A new paper published in the Journal for Behavioural Addictions argues that further research into the viability of treating gambling disorders with psychedelic-assisted therapy (PAT) should be considered.  

The article highlights promising results that have been found when using such methods to treat other conditions including anxiety, depression, PTSD and substance abuse.

For example, a recent study involving patients with depressive disorder found that 71% of participants had “clinically significant responses”, while 54% were in remission by week 4 of the study.

The paper’s author is Pedro Romero, a qualified counsellor with a PhD from the University of Gibraltar who is investigating the use of PAT to treat problem gambling.

Romero has worked in several safer gambling roles within the industry, including as head of safer gambling policy at William Hill and head of safer gambling at 888.

He told NEXT.io that his experience has shown patients with gambling disorder typically present with multiple co-morbidities.

“Gambling disorder is more of the symptom of the underlying conflict rather than the issue itself. If you’re depressed, maybe you gamble, you feel a little bit better – and then you end up with two problems.”

Psychedelics could tackle root cause of disorders

As such, he highlighted PAT as an intriguing avenue for tackling the root cause of mental disorders.

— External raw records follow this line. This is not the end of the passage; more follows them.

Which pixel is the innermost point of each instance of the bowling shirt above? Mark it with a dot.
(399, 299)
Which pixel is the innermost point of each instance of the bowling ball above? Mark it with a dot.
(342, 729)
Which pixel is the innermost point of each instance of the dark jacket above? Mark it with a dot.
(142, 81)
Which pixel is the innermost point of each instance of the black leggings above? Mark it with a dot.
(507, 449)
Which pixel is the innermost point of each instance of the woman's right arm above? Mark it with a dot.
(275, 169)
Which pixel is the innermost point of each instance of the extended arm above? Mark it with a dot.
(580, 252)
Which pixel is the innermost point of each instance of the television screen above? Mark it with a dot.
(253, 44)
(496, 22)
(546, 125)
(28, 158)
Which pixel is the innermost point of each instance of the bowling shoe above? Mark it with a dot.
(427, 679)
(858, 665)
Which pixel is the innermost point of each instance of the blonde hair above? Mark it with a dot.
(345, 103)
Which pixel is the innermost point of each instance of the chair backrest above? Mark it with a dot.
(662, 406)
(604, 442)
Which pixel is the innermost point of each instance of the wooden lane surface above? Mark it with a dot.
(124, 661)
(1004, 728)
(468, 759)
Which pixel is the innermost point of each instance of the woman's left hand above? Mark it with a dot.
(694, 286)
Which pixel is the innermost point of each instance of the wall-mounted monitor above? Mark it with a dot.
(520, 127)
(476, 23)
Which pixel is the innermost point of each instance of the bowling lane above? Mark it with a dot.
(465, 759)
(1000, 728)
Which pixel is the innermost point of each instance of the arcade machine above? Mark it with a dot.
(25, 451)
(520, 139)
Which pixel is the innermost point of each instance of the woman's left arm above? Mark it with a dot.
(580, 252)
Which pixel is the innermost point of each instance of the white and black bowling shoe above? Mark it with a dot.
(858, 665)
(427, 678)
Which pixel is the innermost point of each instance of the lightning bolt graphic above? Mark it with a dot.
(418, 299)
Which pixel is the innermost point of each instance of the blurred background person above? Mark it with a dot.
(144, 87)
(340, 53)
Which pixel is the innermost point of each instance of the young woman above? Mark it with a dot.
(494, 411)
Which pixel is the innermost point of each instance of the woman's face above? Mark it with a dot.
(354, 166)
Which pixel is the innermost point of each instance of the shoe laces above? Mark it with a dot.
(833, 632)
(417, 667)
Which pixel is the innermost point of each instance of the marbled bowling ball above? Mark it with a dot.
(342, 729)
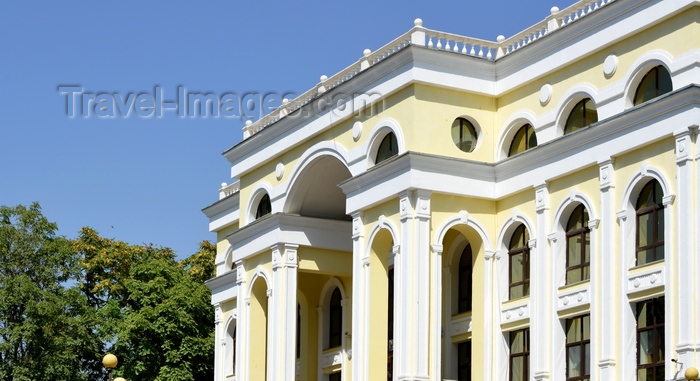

The paper said that individuals with these conditions often demonstrate rigid cognitive processes. The idea is that psychedelics, such as LSD, psilocybin and DMT, could help to break these patterns.

“Psychedelics, by increasing the entropy of the brain, help to process information and emotions differently from the usual functioning and thereby help the person to gain new insights and facilitate the therapeutic process,” the paper reads.

The state of research into this field, especially in problem gambling, is in its infancy.

Nevertheless, the paper argued the promising results so far mean that academics should consider further exploration of the treatment’s potential.

As to what form this future exploration might take – Romero said it might be too early to consider a full-scale clinical trial.

He said researchers could consider studying individuals who take part in retreats, perhaps with psychological and integration support, as a first step prior to larger studies.

“It will be very interesting to see if it has an impact – my hunch is that this is going to be a game changer,” he said.